W venturesでは2号ファンド組成の発表と同時に、インキュベーションプログラム「SCRAMBLE」を開始することも明らかにしている。このプログラムがフォーカスするのも、デジタルエンターテインメントやスポーツの領域だ。対象となるのはクリエイター。デザイナーや動画制作者に加えてエンジニアなども含めた広義の「作り手」を支援する。12月上旬には2カ月のプログラムを開始する予定だ。

2号ファンドの1社あたりの出資額は、2000万円程度から最大2億円程度までを想定している。プレシードからシリーズAラウンドの企業へのリード投資をメインで考えているということだ。2号ファンドからはすでに2社へ投資を行っている。
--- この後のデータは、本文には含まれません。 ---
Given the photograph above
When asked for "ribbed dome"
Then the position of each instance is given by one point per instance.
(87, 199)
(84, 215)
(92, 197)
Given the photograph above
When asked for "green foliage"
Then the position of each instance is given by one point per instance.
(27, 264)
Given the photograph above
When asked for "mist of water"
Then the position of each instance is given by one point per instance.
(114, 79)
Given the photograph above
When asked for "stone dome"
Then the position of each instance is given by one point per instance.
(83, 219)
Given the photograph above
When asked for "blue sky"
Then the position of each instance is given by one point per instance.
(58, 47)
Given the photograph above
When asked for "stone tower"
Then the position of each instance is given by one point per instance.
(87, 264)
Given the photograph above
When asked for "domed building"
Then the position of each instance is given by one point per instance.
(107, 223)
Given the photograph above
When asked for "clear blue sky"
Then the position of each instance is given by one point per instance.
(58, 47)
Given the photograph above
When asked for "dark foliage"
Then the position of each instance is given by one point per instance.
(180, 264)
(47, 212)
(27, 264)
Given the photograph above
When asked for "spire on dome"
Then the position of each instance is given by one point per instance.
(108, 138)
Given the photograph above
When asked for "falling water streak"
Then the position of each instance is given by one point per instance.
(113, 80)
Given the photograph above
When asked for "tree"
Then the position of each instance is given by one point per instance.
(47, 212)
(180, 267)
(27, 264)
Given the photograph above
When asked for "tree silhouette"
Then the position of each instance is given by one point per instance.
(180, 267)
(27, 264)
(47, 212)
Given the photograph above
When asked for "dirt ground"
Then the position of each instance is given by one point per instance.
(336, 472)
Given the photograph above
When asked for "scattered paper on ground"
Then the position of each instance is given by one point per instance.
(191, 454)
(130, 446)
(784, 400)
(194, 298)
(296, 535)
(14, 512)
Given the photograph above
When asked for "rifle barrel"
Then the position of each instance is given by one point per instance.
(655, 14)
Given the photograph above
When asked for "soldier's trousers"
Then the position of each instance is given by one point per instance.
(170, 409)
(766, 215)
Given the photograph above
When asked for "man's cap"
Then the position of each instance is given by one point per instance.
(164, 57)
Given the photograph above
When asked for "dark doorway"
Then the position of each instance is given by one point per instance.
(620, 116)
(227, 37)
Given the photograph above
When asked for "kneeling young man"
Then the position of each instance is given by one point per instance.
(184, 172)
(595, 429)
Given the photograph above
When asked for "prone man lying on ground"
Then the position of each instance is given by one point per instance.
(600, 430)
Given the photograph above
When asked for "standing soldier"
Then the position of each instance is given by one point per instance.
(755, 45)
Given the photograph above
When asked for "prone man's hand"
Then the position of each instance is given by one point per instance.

また、インキュベーションプログラムに採択された企業には、1社につき1000万円を出資する。

「海外進出も応援したい」日本のBtoCスタートアップの可能性

先述したとおり新氏と東氏は、SaaS企業に流れがちなスタートアップ投資をコンシューマー向けサービスにも振り向けたい考えだ。東氏は、スニダンによるモノカブの買収を“象徴的事例”として挙げている。

「モノカブを買収したスニダン(SODA)は海外からの投資額も大きく、こうした流れは日本のコンシューマー系スタートアップでも増えていくと思いますし、増えていって欲しいと思っています。『海外投資家による日本のスタートアップへの投資』というとSaaSのイメージが強いかもしれませんが、エンターテインメント領域でも、海外から出資したいという声がないわけではない。日本でしっかり事業を営む会社も素晴らしいですが、グローバル展開すればさらに事業は大きくなります。グローバル規模にビジネスをやる会社をつくることはレベルは高いですが、実現したら価値は高いので、しっかり応援したいと思います」(東氏)

また、フィンテックなどの領域では「日本のローカルビジネスに投資、買収したい」というアングルになりやすいが、エンターテインメントの領域では、アニメーションスタジオなど、むしろ日本から進出する企業が絶えなかったと東氏は指摘する。

日本のクリエイター勢は今でも優秀で、ポテンシャルがあるという東氏。「これまでも日本企業がいくつも海外へ出て行って、コンテンツをつくっています。歴史的にはできないことではない。新しいオンラインのプラットフォームで人気を集められるようなコンテンツをつくる会社や、コンテンツを生み出す仕組みのようなものは、まだまだチャンスがある」と語る。